Puis un brouhaha éclata : des rois crièrent au blasphème, des maréchaux s’accusèrent entre eux, certains parlèrent de guerre préventive, d’autres de rituels pour briser la prophétie.
Mais au milieu du tumulte, Nüwa se replia sur elle-même, sanglotant, revivant encore et encore la vision.
Elle avait vu les huit ombres. Elle avait senti la fin approcher.
Et dans un murmure presque inaudible, elle souffla :
— Ils sont déjà parmi nous.
Le silence pesant qui avait suivi les paroles de Nüwa se brisa dans un fracas de voix discordantes. Les représentants des royaumes, les maréchaux, les partisans de la Tour et même certains nobles s’entre-déchiraient à coups de cris et d’accusations. L’immense salle de marbre résonnait de leurs disputes, comme si les murs eux-mêmes tremblaient sous le poids de la peur.

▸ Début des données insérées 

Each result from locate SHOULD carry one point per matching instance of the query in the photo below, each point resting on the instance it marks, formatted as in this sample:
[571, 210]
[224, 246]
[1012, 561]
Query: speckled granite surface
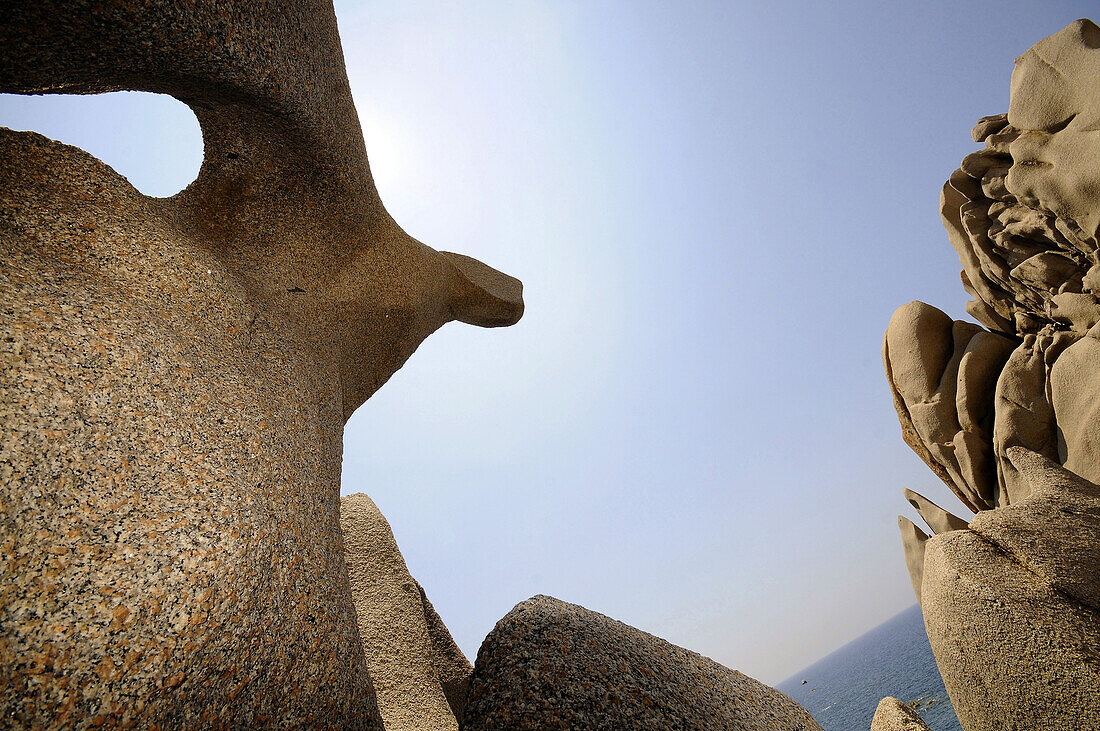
[549, 664]
[175, 374]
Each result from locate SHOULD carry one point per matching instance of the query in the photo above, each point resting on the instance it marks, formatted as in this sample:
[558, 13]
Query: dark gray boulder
[549, 664]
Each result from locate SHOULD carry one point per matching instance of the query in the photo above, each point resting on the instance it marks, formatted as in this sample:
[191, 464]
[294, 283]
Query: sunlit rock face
[175, 374]
[1008, 417]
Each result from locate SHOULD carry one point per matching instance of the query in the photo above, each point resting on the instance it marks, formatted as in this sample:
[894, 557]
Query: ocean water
[894, 658]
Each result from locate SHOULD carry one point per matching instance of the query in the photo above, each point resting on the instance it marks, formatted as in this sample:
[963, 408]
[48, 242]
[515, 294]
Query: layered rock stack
[1008, 414]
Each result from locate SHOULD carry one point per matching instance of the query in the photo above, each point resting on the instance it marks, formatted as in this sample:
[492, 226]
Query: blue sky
[715, 207]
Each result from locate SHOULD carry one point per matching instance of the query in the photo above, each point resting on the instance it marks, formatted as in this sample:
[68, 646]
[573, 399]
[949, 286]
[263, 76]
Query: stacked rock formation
[1008, 417]
[175, 374]
[174, 379]
[420, 676]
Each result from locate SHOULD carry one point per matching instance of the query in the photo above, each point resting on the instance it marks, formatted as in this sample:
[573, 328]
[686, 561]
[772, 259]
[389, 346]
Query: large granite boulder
[894, 716]
[1008, 417]
[419, 674]
[1012, 606]
[175, 374]
[549, 664]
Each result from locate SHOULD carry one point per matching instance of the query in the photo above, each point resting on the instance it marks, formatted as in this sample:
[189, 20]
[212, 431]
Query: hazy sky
[714, 207]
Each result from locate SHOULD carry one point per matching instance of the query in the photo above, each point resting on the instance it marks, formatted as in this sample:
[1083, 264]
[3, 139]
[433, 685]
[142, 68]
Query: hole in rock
[151, 139]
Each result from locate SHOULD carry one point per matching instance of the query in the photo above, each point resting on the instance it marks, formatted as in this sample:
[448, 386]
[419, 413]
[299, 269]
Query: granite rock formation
[420, 676]
[894, 716]
[175, 374]
[549, 664]
[1007, 417]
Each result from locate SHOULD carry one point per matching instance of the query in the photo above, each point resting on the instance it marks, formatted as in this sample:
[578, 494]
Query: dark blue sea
[894, 658]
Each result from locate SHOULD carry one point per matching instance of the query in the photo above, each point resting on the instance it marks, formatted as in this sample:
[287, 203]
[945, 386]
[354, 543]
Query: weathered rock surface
[175, 374]
[1011, 607]
[1008, 419]
[411, 657]
[894, 716]
[549, 664]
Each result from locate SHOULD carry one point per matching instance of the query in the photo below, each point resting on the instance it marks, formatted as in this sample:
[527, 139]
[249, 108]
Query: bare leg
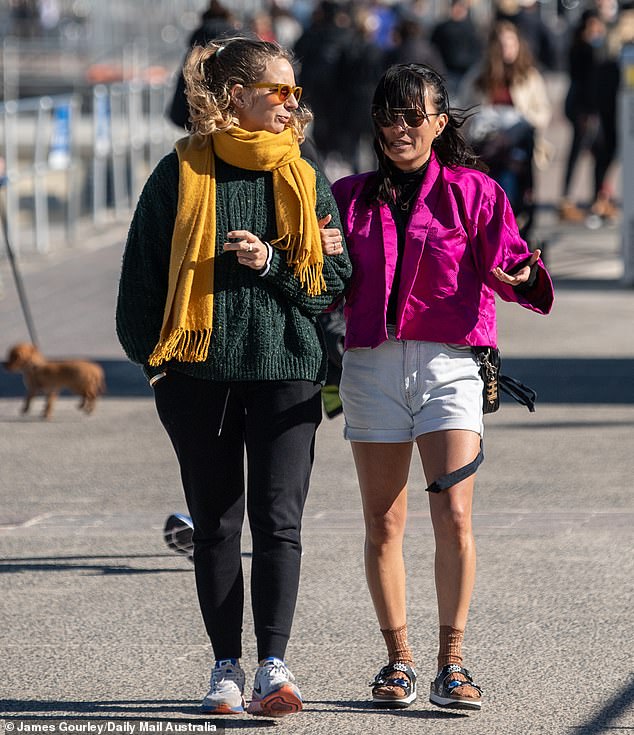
[455, 561]
[382, 470]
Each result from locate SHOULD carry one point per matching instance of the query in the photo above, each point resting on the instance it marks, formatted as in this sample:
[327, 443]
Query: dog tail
[101, 384]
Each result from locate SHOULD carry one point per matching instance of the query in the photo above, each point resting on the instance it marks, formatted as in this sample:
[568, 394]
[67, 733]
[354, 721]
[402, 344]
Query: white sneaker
[275, 693]
[226, 692]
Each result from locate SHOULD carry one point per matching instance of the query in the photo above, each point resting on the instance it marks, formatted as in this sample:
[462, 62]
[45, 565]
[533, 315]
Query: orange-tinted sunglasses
[283, 91]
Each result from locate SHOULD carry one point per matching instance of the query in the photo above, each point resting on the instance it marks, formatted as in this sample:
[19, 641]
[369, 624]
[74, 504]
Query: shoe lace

— Ce ne sont que des illusions ! s’écria Henpton Lee, frappant la table de son poing. Depuis quand les songes d’une enfant dictent-ils le destin de nos royaumes ?
— Tu oses insulter la princesse héritière ? rugit Dame Enola, ses yeux flamboyant d’indignation. L’esprit divin a parlé à travers elle, et tu l’ignores au risque de tous nous condamner !
— Des contes de vieilles sorcières ! renchérit un ministre du royaume de Sagitta. Des cartes et des noms… ce ne sont que des symboles sans valeur.
À cet instant, une voix rauque s’éleva du fond de la salle. La vieille reine-mère d’Aries, drapée dans une cape de fourrure sombre, se leva lentement de son siège. Ses yeux voilés par l’âge brillaient pourtant d’une clarté inquiétante.
— Vous êtes des fous… dit-elle, chaque mot résonnant comme une malédiction. Vous feignez l’ignorance, mais la prophétie avait déjà été révélée… par le Démon sans Nom.
Un frisson parcourut l’assemblée. Même les maréchaux se figèrent.
— Deux siècles plus tôt, continua-t-elle, cet être maudit, dernier héritier du peuple de la Forêt Noire, enfermé dans la pierre par nos ancêtres, avait parlé. Il avait annoncé que son retour serait précédé par un orage… un orage qui ébranlerait jusqu’aux cieux. Et cette nuit… la tempête a grondé.
Les mots tombèrent comme des coups de tonnerre. Le murmure des nobles devint un tumulte, certains se levant de leurs sièges, d’autres frappant leurs sceptres contre le sol en signe de protestation.
— Mensonges ! cria un conseiller de Taurus.
— Blasphème ! hurla un partisan de la Tour.
Mais la vieille sorcière leva un doigt tordu, imposant le silence.
— Le Crocheteur… celui qui tire les fils du destin. Il s’est libéré. Et c’est cela qui a fait trembler les dieux. Vous pouvez nier, mais bientôt, ses pas feront vibrer vos royaumes.
Un silence mortel s’abattit sur l’assemblée. Puis, dans un souffle glacé, Barton Reiz, massif dans son armure noircie par mille batailles, se leva. Sa voix grave coupa l’air comme une lame.
— Alors je me rendrai dans les Terres Oubliées. Je foulerai la Forêt Noire. Je veux voir de mes propres yeux si le démon est encore prisonnier… ou s’il marche déjà parmi nous.
Les soldats derrière lui, vêtus de capes écarlates, frappèrent le sol de leurs lances en signe d’approbation.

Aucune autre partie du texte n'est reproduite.